Catherine of Aragon – 1509


Catherine of Aragon’s future with the British throne was sealed as a child. She would be the first of Henry VIII’s six wives.

Catherine of Aragon was the first of Henry VIII six wives. She was fortunate in that she was divorced and not beheaded

Her parents, King Ferdinand and Queen Isabella of Spain—the same couple who financed Columbus’ voyage to the New World—promised Catherine to Arthur, son of Henry VII of England.  Catherine was three and Arthur two.

Catherine of Aragon’s First and Second Marriages

Catherine married Arthur 13 years later, however Arthur died less than six months after their marriage.  Because Henry VII wanted to keep Catherine’s dowry, he arranged for her to marry Arthur’s brother, Henry.  As Henry was only 12, the couple didn’t marry until six years later, on this day in 1509.

Catherine had the misfortune to give birth to a series of sickly children, and only one child, Mary Tudor, survived.  Because of Henry’s obsession with having a male heir, he began to petition the Pope for an annulment, thus freeing him to re-marry.  At the time, Henry had his eye on Anne Boleyn, one of Catherine’s ladies-in-waiting.

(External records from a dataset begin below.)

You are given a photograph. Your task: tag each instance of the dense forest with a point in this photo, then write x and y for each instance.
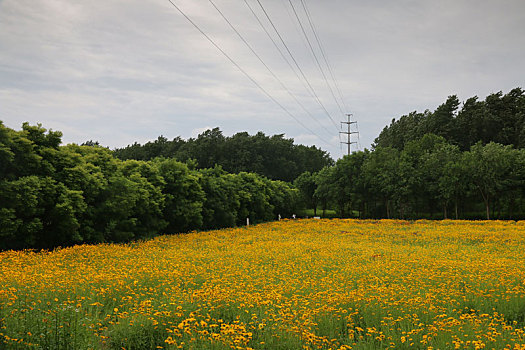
(467, 163)
(53, 195)
(274, 157)
(459, 161)
(499, 118)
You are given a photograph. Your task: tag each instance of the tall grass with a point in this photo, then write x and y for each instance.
(326, 284)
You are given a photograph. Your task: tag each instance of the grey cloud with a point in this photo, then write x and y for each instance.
(123, 71)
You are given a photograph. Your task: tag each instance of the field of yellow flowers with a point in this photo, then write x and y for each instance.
(312, 284)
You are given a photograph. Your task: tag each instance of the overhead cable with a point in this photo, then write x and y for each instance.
(245, 73)
(266, 66)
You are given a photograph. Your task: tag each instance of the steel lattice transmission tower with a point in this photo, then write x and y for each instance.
(348, 133)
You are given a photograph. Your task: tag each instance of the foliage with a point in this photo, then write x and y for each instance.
(499, 118)
(52, 195)
(274, 157)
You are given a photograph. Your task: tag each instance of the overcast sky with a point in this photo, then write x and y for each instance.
(120, 71)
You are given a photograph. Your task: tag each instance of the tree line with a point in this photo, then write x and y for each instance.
(53, 195)
(447, 163)
(500, 118)
(274, 157)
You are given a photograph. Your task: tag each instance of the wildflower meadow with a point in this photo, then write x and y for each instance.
(292, 284)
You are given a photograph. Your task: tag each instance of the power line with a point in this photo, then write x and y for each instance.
(265, 65)
(305, 7)
(245, 73)
(349, 132)
(315, 56)
(296, 64)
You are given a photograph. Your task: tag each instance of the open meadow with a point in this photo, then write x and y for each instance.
(313, 284)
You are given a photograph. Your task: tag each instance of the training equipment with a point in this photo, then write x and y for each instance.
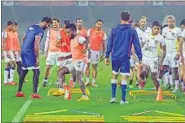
(73, 91)
(133, 93)
(63, 118)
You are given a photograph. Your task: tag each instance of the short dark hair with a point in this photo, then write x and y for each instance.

Upon learning of Henry’s plans, Catherine began her own campaign, appealing directly to the Pope who she felt would listen to her plea as he had recently been released as a military prisoner by her uncle, Charles V.  However, when  Anne Boleyn became pregnant, Henry acted by rejecting the power of the Pope in England and having the Archbishop of Canterbury grant his annulment.

Catherine left the court, leaving Henry free to marry the second of his six wives.  Their daughter, Mary, eventually became Queen of England.